La IA también nos da herramientas para que por ejemplo los estudiantes puedan tener preevaluaciones y feedback de sus trabajos antes de que el profesor los vea, o tengan apoyo de un tutor inteligente las 24 horas. Los profesores podrán preparar mejor su material de clase: gracias a la inteligencia artificial, la realidad virtual inmersiva se va a volver el nuevo PowerPoint de los docentes, con experiencias más vivenciales.

La traducción automática es otro tema central, creo que ahí hay una esperanza muy importante de poder adaptar materiales para personas que los necesitan de manera distinta porque tienen algún tema cognitivo, visual o auditivo.

–También se está hablando de los riesgos que pueden implicar estas herramientas. ¿Cuáles son los más significativos para las universidades?

–La respuesta visceral que muchos hemos tenido en el área de educación ha tenido que ver con la evaluación del aprendizaje, las actividades, los ensayos… Hasta ahora, la manera como evaluamos no toma en cuenta que hay inteligencia artificial y que nuestros estudiantes, cuando trabajen en el mundo real, van a usarla. Yo creo que esta discusión va a empezar a perder vigencia dentro de dos o tres años, cuando estemos más familiarizados con estas tecnologías y sepamos qué es lo que vale la pena evaluar. Entonces integraremos el uso de la IA en los procesos de enseñanza y aprendizaje, y los estudiantes podrán usar esas herramientas para ciertas cosas bajo ciertas condiciones, y para otras no, porque queremos que desarrollen esas competencias.

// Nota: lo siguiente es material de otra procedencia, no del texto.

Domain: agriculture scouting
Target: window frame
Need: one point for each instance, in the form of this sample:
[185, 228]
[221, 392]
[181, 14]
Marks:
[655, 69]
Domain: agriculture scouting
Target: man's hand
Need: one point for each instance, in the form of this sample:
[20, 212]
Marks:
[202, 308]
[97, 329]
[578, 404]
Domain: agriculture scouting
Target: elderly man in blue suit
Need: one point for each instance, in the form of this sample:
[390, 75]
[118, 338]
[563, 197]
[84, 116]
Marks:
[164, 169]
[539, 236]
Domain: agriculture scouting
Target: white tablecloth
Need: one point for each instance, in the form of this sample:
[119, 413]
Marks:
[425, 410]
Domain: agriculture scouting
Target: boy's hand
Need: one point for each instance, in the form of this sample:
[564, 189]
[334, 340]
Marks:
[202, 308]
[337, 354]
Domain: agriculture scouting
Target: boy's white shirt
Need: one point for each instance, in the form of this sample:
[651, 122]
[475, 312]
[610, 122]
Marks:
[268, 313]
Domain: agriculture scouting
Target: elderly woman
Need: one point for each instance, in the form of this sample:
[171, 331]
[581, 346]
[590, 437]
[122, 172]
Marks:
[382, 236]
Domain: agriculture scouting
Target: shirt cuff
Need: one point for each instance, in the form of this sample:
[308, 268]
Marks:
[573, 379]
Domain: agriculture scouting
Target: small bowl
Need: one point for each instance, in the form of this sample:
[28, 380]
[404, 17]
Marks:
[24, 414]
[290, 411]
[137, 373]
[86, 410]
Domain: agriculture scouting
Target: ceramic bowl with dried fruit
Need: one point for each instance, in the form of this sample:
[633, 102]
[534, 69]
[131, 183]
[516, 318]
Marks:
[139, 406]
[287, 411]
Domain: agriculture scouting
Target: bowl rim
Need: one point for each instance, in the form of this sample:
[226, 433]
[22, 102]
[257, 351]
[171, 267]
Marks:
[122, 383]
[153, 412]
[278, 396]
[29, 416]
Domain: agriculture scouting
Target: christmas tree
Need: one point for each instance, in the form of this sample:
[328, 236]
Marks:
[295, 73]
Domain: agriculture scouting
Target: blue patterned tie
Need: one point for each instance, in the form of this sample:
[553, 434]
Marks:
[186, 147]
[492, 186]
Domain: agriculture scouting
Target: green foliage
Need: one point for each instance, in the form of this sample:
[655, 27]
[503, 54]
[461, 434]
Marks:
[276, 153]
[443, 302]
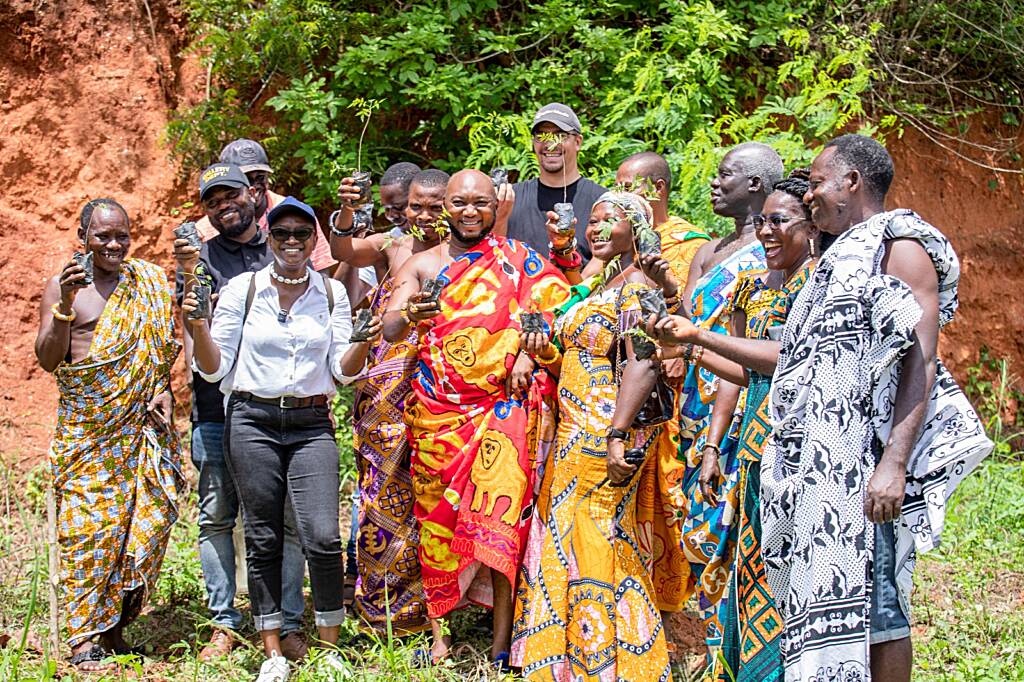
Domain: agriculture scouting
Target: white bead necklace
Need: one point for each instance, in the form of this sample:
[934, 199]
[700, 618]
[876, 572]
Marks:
[283, 280]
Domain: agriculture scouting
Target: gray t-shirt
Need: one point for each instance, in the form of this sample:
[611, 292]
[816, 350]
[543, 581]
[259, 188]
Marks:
[528, 218]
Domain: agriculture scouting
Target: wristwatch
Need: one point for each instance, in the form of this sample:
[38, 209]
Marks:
[616, 434]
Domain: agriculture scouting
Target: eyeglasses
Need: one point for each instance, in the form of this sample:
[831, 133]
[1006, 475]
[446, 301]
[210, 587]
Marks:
[551, 138]
[775, 219]
[300, 235]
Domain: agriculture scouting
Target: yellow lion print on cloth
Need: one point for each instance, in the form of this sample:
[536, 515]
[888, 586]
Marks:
[505, 481]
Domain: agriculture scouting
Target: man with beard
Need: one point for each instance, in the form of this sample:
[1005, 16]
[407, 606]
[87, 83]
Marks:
[556, 136]
[745, 177]
[107, 333]
[382, 570]
[241, 246]
[251, 158]
[386, 252]
[870, 434]
[476, 411]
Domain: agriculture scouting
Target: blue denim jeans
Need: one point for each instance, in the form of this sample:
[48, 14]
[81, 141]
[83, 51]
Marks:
[218, 509]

Por otro lado, también están las limitaciones de estas tecnologías, como el sesgo algorítmico. En Estados Unidos los jueces usaban un software para decidir si una persona podía pasar su juicio dentro o fuera de la cárcel, y un estudio encontró que ese software tenía un sesgo racista. Si eras negro, hispano o vivías en un código postal de zona pobre, recomendaba que pasaras el juicio en la cárcel. Lo que sucede es que el algoritmo utiliza datos históricos, que traen en sus sesgos, y los reproduce.

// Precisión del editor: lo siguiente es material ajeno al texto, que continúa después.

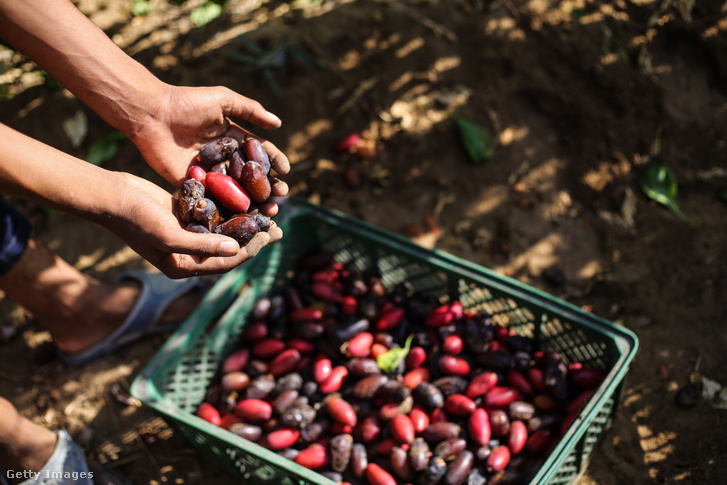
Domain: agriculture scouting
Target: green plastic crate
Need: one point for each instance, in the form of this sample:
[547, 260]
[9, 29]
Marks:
[176, 379]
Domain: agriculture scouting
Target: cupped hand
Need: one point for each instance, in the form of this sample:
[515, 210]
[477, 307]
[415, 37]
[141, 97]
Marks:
[144, 218]
[187, 118]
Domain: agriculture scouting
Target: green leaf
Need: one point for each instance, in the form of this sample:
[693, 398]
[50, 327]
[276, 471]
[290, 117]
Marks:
[660, 184]
[389, 361]
[475, 140]
[140, 7]
[205, 13]
[105, 148]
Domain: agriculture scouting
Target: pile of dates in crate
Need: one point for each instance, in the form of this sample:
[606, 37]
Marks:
[222, 189]
[372, 385]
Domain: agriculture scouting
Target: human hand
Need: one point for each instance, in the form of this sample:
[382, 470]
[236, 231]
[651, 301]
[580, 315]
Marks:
[187, 118]
[144, 218]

Con la inteligencia artificial generativa –la que genera textos, imágenes, videos– ese sesgo se podría amplificar, porque si tú le dices ahora a una IA que te dé una imagen de un CEO, de 100 imágenes a lo mejor 4 van a ser mujeres y 96 van a ser hombres. Pero a medida que esas imágenes las empiezas a subir a Internet, el algoritmo va a aprender también de ellas, y en lugar de tener 4 mujeres, luego van a ser 2: el sesgo se va retroalimentando.

También hay implicaciones éticas y de privacidad. Nosotros estamos trabajando en un proyecto donde tienes cámaras en un salón de clases y puedes determinar en un tablero qué tan participativos y atentos están los estudiantes. Hay algunas variables que te ayudan a determinar eso, como proxys de la atención y la participación, por ejemplo un análisis de las facciones de la cara, pero también la posición de la cabeza y el cuerpo.

Eso puede ser útil, pero también tiene implicaciones desde el punto de vista de la ética y la privacidad de los estudiantes. Además, surge la pregunta de qué pasa con el profesor cuya clase no está atenta, si puede recibir una respuesta punitiva de parte de la universidad. Entonces estas tecnologías ofrecen cosas muy positivas, pero también pueden entrar en conflicto con ciertos derechos.